第3話 奇跡の代償

 騎士たちは城の中を徘徊していて、僕は二階の客間で身をひそめている。

 がちゃがちゃという鎧を着た大人の足音が近場をよぎるたびに、恐怖のあまり声が漏れそうになる……


 どうやって彼らをやりすごして、この包囲を抜ければいいのだろう……


「うぅ…………」


「今なにか、声がしなかったか?」


「!?」


 あまりにも迂闊だった。


 急いで口をおさえたけれどもう遅い。足音ががちゃがちゃと近付いてきて、それは客間の入り口に立って、松明を背負った巨大な影になり僕の真横へと落ちた。


 扉の半分砕けたクローゼットの中で必死に体を折りたたむけれど、いくら『去ってくれ』と願っても、騎士たちは捜索をやめようとしない。


 彼らは執拗で丁寧だった。

 クローゼットの隙間から、松明のまばゆさに目を細めてのぞき見ると、入り口から二人が入って、三人目がこちらに背を向け、外を警戒しているのが見えた。

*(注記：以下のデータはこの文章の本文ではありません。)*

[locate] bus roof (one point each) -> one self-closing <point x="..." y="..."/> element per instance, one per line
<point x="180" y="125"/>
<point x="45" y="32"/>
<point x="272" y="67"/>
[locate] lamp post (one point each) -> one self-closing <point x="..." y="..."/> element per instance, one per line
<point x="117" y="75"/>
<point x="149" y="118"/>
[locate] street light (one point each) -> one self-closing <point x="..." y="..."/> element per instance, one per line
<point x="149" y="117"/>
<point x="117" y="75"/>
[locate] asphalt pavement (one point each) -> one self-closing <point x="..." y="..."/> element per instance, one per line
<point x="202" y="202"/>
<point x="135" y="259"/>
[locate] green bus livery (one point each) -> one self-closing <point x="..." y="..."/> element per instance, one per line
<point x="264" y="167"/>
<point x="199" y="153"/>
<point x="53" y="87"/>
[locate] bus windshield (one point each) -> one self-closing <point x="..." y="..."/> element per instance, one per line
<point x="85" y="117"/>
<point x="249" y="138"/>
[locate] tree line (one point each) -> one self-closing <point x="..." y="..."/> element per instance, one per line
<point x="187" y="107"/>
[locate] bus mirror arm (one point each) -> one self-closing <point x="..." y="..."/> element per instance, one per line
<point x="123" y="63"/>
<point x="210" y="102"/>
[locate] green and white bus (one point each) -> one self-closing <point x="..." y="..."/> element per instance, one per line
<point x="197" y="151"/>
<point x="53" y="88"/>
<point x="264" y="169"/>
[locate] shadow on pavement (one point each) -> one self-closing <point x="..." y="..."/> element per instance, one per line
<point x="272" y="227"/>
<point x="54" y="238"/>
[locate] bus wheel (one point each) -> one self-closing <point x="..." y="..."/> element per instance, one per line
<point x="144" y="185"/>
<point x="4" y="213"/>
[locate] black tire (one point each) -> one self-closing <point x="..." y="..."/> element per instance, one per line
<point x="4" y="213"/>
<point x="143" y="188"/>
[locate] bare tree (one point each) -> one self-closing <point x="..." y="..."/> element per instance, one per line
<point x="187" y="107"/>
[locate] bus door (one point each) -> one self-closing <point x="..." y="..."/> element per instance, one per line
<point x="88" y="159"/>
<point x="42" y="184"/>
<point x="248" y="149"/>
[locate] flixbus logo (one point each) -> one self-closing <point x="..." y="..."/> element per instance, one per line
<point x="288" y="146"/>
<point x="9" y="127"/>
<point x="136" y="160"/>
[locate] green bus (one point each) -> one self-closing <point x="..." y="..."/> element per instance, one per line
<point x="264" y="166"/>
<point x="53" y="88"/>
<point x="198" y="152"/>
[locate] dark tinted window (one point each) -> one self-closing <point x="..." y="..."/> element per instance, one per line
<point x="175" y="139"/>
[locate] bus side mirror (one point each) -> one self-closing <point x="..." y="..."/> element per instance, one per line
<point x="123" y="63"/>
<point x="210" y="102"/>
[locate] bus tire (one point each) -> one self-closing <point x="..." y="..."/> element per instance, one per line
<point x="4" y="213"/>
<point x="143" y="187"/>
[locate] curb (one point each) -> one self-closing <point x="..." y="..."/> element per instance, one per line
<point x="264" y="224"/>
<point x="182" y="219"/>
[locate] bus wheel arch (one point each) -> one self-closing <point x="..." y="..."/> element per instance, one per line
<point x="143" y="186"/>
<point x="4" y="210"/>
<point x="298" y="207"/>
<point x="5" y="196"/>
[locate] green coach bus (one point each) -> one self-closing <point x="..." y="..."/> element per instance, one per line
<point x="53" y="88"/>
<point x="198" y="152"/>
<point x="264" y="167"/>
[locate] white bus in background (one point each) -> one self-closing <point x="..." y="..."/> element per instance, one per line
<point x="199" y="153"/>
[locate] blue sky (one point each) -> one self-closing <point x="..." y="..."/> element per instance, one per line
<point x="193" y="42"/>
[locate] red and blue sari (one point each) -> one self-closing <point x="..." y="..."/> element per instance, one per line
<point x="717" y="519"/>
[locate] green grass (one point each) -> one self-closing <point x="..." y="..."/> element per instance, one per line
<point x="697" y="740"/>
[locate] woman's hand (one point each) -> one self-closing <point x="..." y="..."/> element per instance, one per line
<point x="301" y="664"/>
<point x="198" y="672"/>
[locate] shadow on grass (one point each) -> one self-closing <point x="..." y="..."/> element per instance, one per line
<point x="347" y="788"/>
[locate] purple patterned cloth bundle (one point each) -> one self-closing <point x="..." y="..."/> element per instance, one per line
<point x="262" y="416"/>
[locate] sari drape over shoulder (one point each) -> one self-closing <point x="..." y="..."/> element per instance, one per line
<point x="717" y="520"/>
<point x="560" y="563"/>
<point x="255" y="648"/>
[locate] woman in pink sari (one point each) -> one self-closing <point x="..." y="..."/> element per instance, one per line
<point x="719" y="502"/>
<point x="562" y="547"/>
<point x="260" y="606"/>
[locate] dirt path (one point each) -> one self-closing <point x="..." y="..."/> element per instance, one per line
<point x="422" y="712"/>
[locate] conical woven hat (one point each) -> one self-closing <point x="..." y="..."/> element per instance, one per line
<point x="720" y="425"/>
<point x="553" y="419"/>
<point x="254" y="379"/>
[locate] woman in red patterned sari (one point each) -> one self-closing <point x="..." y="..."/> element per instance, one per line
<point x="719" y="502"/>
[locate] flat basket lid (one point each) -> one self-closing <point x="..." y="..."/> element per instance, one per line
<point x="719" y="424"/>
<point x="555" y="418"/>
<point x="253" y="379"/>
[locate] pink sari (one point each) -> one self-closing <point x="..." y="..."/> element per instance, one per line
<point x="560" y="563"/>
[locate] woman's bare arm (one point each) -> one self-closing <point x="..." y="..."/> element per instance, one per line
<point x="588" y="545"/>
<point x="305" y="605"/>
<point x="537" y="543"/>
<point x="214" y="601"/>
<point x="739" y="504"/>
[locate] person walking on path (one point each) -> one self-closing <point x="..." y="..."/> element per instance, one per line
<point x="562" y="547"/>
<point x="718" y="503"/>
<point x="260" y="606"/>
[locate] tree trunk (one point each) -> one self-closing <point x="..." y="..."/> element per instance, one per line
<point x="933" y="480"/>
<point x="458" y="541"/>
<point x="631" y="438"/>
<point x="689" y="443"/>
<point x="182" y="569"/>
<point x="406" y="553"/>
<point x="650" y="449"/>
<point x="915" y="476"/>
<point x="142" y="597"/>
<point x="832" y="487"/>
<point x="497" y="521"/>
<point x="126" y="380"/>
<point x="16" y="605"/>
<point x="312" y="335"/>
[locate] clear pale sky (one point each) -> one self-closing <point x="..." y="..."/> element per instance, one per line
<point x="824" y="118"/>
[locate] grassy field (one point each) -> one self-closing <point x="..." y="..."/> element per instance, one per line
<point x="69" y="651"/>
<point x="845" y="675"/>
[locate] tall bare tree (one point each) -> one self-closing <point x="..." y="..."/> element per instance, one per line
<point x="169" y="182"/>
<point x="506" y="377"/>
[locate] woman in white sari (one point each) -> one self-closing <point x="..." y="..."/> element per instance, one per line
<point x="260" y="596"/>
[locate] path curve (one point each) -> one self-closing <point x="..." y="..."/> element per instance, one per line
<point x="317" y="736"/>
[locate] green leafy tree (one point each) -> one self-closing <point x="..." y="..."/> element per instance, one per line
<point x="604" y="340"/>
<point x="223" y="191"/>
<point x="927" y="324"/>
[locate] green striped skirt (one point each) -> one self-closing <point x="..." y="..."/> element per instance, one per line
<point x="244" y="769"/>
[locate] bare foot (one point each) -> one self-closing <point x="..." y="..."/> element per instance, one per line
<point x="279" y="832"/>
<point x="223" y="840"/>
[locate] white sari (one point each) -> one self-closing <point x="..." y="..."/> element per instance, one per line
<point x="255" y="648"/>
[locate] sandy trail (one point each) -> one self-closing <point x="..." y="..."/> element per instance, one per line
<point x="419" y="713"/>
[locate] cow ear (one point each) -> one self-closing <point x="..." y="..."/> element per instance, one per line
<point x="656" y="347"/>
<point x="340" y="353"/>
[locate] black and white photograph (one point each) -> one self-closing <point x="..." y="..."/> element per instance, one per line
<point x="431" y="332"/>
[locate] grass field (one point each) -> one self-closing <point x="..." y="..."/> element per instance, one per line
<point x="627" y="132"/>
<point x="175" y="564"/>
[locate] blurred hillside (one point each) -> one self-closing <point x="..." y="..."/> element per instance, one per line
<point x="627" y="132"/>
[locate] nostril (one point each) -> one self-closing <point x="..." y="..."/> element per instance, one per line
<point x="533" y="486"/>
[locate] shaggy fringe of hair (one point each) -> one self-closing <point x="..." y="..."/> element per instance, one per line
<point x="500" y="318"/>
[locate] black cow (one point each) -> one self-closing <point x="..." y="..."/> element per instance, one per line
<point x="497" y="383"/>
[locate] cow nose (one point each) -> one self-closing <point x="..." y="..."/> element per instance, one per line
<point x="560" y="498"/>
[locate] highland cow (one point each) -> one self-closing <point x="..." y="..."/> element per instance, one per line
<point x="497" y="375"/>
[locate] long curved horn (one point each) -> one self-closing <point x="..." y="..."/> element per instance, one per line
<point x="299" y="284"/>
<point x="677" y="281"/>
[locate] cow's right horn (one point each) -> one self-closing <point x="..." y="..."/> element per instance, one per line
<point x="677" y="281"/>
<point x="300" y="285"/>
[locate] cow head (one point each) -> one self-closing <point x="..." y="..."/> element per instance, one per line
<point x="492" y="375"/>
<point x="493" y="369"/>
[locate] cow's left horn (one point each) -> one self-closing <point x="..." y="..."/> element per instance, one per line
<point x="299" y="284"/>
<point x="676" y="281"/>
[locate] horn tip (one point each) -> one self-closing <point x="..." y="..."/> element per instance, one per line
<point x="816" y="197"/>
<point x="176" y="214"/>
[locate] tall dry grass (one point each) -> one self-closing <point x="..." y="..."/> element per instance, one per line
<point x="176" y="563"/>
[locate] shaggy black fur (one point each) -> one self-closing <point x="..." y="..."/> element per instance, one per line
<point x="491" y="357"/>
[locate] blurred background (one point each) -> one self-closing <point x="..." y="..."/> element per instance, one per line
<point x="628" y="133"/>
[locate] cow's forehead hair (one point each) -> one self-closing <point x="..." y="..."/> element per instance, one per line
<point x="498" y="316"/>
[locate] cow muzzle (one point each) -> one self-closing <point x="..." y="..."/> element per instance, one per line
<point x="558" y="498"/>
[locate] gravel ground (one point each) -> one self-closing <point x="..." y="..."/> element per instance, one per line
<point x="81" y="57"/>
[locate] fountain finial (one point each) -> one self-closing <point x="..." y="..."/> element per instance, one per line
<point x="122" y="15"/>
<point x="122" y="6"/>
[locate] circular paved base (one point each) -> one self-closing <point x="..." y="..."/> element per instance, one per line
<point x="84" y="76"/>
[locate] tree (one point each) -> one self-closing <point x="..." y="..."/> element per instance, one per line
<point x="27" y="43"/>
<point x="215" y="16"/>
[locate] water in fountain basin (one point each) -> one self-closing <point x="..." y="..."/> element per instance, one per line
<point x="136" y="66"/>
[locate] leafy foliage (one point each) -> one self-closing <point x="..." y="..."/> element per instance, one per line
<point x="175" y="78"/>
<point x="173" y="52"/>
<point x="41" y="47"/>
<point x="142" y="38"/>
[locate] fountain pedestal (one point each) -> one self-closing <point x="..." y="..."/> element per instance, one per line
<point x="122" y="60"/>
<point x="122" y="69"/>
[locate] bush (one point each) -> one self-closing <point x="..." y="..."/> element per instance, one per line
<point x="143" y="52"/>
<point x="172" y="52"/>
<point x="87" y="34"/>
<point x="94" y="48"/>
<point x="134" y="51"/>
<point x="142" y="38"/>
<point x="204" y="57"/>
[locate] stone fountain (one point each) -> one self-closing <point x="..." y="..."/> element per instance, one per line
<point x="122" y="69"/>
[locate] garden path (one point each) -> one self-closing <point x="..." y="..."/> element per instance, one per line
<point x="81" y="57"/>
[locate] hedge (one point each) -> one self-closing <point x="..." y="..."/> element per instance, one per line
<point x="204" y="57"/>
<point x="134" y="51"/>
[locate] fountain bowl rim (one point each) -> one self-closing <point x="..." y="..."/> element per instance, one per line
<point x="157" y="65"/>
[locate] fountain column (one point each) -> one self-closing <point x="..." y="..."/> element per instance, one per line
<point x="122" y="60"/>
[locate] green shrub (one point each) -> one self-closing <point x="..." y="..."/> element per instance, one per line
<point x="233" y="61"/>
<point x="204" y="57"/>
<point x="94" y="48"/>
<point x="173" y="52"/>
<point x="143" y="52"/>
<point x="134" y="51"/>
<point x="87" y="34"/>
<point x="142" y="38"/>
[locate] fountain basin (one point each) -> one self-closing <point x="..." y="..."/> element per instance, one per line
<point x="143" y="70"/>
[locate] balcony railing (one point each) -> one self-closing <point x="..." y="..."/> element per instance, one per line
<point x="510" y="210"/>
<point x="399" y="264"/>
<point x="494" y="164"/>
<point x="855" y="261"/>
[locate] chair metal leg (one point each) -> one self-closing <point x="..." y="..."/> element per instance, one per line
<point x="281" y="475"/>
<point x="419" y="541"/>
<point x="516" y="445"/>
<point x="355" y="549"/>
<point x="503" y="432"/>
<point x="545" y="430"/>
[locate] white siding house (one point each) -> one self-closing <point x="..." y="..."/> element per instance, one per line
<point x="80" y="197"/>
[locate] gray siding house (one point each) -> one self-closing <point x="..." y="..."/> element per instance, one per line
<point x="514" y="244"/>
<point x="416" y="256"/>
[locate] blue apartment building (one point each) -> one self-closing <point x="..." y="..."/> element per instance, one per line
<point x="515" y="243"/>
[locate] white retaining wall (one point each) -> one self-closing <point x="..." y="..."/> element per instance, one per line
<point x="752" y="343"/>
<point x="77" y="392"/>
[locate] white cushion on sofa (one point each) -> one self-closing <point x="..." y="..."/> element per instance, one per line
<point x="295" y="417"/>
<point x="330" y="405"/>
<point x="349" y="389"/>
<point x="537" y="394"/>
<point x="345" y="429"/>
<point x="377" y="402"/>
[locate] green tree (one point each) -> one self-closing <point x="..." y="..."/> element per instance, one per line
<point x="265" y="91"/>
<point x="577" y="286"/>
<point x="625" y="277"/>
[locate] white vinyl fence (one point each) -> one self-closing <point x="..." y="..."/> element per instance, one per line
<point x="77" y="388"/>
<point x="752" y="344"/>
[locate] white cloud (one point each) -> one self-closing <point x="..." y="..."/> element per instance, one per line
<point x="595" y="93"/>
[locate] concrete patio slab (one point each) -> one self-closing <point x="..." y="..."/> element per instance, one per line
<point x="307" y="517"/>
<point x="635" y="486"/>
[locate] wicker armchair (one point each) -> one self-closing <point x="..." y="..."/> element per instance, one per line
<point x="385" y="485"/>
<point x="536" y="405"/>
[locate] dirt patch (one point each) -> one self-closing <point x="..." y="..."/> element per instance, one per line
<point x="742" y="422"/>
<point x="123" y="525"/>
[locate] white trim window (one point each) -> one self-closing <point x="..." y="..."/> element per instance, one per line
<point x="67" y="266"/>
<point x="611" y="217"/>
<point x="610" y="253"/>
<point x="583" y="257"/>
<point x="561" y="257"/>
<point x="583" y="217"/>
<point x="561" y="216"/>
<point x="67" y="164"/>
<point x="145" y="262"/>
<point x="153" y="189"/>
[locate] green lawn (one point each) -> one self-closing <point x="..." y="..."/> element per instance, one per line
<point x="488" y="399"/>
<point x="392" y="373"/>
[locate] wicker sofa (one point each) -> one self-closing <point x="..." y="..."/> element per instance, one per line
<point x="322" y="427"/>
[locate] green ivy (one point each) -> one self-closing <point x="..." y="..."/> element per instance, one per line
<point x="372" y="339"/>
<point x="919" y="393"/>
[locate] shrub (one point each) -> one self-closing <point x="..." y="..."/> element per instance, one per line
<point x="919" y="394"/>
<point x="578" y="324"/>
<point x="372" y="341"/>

 入ってきた二人は手にしたメイスで入り口がわから順番に『子供が隠れられそうな場所』を叩き壊しつつ、どんどんこちらに迫ってくる……!


 彼らがクローゼットだけ見逃すとは思えなかったし、彼らのメイスなら、僕がクローゼットから出る前にこちらの頭を叩き潰すだろう。


 ……自分の頭が、あの重そうな金属の塊に叩かれてぐちゃりと弾ける姿を想像してしまう。


 いやだ……いやだ……いやだ……!


 こんな怖い思いをするなら、消えてなくなってしまいたい。

 でも、死にたくはない。生きていたい!


 ……願いはむなしく、クローゼットの扉があっけなく叩き壊されて、メイスは僕の体なんか存在しないかのように通り抜けた。


 足元の板が爆ぜるような勢いで砕けて、木端が飛び散るのを見て……


「いたか?」


「いや。感触はない」


 ……彼らがそう述べて去っていくのを、僕は、両方の目で、しっかりと見ていた。


 ……あの金属のメイスは僕をたしかに叩いたはずだ。

 だというのに、僕は生きている……なぜ?


「…………っ!? ぐ、ぁ、はぁっ……はぁっ……!?」


 安心のせいだけとは思えないほどひどい疲労感が体を襲ったのは、騎士たちの気配がすっかり遠ざかったあとだった。


 砕けたクローゼットの破片に座り込んでいた僕は、強烈な渇きのせいでただ座っていることさえできなくなって、床に手をつく。


 汗さえ流れない。何日も満足に食べていないような空腹感と、指先が冷たくなってしびれるような疲労感だけがあった。


 その異常は、さっきメイスで叩かれたはずなのに無事だったことと無関係とは思えない。


「……なにか、食べ物を……」


 すっかり松明の遠ざかったあたりを見回せば、床に食料が落ちているのを見つけた。

 においからすればそれは、カラカラに乾いた干し肉だ。騎士が落としたのだろうか……


 飢餓感に負けて、拾ってそのまま口に運ぶ。


「ッ、ぐゥ……!?」


 あまりにも、まずい!

 なんてイヤな食感なのだろう! これは……これは、そうだ、残飯だ。腐り果てて、もう食べ物とは呼べなくなって、けれど土に還りきっていない、残飯……


「食べたくない……食べたくないよ……!」


 泣きながら咀嚼して飲み込んだ。

 吐き出しそうになるのをこらえて無理やりお腹に押し込んだ。


 そのかいあって体力は少し回復したような気がする。


 ……でも、ほんの少しだ。空腹感はお腹にまとわりついていて、消えてくれそうもない。


 …………森。

 森でかいだ、甘くて、さわやかなにおい……


 あれはなんだったのだろう。あれを食べたい。僕が食べるべきは、あれなんだ。こんな残飯じゃなくって、香り高くて、みずみずしい……


「……逃げなきゃ」


 ふらつきながら立ち上がる。


 ……おいしいもののことは、いったん忘れよう。

 まずは、この状況から脱出しないと……


 お城から出て……

 ……とにかく、騎士たちから離れないといけない。